The modified value of this token.

Return type

str

classmethod slice(text, start, end)

Create a Token from a slice of a bistr.

Parameters
  • text (Union[str, bistr]) – The (bi)string to slice.

  • start (int) – The starting index of the token.

  • end (int) – The ending index of the token.

Return type

Token

class bistring.Tokenization(text, tokens)

Bases: object

A string and its tokenization.

Parameters
  • text (Union[str, bistr]) – The text from which the tokens have been extracted.

  • tokens (Iterable[Token]) – The tokens extracted from the text.

text: bistr = None

The text that was tokenized.

alignment: Alignment = None

The alignment from text indices to token indices.

classmethod infer(text, tokens)

Infer a Tokenization from a sequence of tokens.
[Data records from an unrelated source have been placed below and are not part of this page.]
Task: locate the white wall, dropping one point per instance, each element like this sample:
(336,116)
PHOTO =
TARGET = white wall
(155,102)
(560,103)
>>> tokens = Tokenization.infer('hello, world!', ['hello', 'world'])
>>> tokens[0]
Token(bistr('hello'), start=0, end=5)
>>> tokens[1]
Token(bistr('world'), start=7, end=12)

Due to the possibility of ambiguity, it is much better to use a Tokenizer or some other method of producing Tokens with their positions explicitly set.

Return type

Tokenization

Returns

The inferred tokenization, with token positions found by simple forward search.

Raises

ValueError if the tokens can’t be found in the source string.

__getitem__(index)

Indexing a Tokenization returns the nth token:

>>> tokens = Tokenization.infer(
...     "The quick, brown fox",
...     ["The", "quick", "brown", "fox"],
... )
>>> tokens[0]
Token(bistr('The'), start=0, end=3)

Slicing a Tokenization returns a new one with the requested slice of tokens:

>>> tokens = tokens[1:-1]
>>> tokens[0]
Token(bistr('quick'), start=4, end=9)
Return type

Union[Token, Tokenization]

substring(*args)

Map a span of tokens to the corresponding substring. With no arguments, returns the substring from the first to the last token.

Return type

bistr

text_bounds(*args)

Map a span of tokens to the bounds of the corresponding text. With no arguments, returns the bounds from the first to the last token.

Return type

Tuple[int, int]

original_bounds(*args)

Map a span of tokens to the bounds of the corresponding original text. With no arguments, returns the bounds from the first to the last token.

Return type

Tuple[int, int]

bounds_for_text(*args)

Map a span of text to the bounds of the corresponding span of tokens.

Return type

Tuple[int, int]

bounds_for_original(*args)

Map a span of original text to the bounds of the corresponding span of tokens.

Return type

Tuple[int, int]

slice_by_text(*args)

Map a span of text to the corresponding span of tokens.

Return type

Tokenization

slice_by_original(*args)

Map a span of the original text to the corresponding span of tokens.

Return type

Tokenization

snap_text_bounds(*args)

Expand a span of text to align it with token boundaries.

Return type

Tuple[int, int]

snap_original_bounds(*args)

Expand a span of original text to align it with token boundaries.

Return type

Tuple[int, int]